I was recently drawn to PBS News commentator Mark Shields' response when asked for the basis of his political philosophy. He cited the second sentence of this excerpt from Franklin Delano Roosevelt's 1937 inauguration speech.
"We are determined to make every American citizen the subject of his country's interest and concern; and we will never regard any faithful law-abiding group within our borders as superfluous. The test of our progress is not whether we add more to the abundance of those who have much; it is whether we provide enough for those who have too little."
Together, I find these two lines express a philosophy totally unlike President Trump's. Trump favors exclusion. He has consistently fought against protections for "dreamers," undocumented migrants who arrived in the U.S. as children. And he has often spoken out against Mexican and Muslim immigrants, as well as those from countries he deems less than desirable.

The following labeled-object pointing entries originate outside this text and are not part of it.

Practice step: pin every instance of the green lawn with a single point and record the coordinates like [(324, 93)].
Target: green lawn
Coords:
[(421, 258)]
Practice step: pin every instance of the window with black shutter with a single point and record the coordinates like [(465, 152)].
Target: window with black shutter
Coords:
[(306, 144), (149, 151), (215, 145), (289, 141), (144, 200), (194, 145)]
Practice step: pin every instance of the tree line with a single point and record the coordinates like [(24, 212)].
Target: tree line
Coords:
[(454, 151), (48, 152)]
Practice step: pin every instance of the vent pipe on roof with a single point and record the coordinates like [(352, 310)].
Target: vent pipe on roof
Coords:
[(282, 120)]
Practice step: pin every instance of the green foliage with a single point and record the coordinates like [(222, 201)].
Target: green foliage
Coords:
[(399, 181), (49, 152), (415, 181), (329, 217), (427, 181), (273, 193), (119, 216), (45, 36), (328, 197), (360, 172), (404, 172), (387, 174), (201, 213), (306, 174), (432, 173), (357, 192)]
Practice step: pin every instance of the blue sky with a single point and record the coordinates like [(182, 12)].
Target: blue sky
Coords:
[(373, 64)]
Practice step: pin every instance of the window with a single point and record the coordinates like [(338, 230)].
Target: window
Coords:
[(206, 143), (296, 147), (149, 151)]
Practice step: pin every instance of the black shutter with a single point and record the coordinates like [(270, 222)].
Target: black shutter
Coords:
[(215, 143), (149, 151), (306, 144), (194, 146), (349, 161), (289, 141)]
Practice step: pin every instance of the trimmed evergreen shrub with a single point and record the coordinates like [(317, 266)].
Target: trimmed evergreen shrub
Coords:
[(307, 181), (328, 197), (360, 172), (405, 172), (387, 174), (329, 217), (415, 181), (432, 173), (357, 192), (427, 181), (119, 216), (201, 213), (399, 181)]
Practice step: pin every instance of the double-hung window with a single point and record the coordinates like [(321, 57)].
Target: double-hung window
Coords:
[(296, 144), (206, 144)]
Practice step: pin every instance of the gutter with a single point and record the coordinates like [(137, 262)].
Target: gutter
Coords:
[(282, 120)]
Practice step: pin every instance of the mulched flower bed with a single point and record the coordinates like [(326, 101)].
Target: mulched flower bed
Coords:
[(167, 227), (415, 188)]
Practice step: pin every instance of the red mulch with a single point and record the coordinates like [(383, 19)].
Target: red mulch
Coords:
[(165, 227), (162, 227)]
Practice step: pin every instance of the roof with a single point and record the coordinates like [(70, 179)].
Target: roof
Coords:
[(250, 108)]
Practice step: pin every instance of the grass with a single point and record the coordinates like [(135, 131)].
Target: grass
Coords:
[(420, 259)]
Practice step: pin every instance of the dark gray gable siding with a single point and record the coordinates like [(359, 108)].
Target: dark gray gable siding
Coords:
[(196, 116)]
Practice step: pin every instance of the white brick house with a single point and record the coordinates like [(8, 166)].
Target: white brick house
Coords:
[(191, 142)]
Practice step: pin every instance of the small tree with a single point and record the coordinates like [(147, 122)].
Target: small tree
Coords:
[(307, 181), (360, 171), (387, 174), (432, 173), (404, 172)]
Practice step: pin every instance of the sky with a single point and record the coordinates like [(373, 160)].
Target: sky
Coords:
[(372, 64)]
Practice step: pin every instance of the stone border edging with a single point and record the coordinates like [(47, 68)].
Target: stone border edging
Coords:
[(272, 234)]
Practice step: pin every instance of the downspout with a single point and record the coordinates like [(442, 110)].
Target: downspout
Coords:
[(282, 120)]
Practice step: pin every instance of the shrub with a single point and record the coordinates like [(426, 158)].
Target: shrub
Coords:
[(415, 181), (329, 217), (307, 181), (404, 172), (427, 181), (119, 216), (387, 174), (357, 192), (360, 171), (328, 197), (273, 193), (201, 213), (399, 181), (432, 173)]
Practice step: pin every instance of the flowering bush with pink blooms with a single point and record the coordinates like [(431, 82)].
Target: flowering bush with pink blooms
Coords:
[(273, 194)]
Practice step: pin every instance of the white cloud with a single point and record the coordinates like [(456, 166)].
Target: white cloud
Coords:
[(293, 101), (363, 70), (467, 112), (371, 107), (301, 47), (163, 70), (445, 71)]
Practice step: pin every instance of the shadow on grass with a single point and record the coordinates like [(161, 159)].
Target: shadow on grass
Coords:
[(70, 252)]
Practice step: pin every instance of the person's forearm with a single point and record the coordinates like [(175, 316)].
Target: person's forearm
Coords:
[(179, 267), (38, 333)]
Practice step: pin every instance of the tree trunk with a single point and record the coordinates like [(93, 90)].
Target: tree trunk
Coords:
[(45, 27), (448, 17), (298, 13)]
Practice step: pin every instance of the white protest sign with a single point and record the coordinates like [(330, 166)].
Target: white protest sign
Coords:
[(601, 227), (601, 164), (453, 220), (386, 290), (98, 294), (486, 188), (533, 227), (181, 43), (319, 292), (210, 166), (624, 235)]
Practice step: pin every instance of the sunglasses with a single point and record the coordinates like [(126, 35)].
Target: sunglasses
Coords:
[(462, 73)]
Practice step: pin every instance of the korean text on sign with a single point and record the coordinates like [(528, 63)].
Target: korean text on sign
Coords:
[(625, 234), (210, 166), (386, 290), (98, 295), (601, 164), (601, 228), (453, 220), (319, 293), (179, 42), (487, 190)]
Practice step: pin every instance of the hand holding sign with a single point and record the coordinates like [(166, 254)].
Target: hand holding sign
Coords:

Trump's domestic policies favor the "haves" over the "have nots." His tax reform bill disproportionately benefits the very rich and large corporations. And he has an obsession with killing the ACA (Obamacare), which provides health care coverage for otherwise uninsured millions.
Soon, President-elect Joe Biden will give his inauguration speech. He will get an opportunity to present a new direction for leadership. When it comes to the government's treatment of all of us as individuals, citizens or not, I think Biden would be hard pressed to improve on the wise old words of FDR.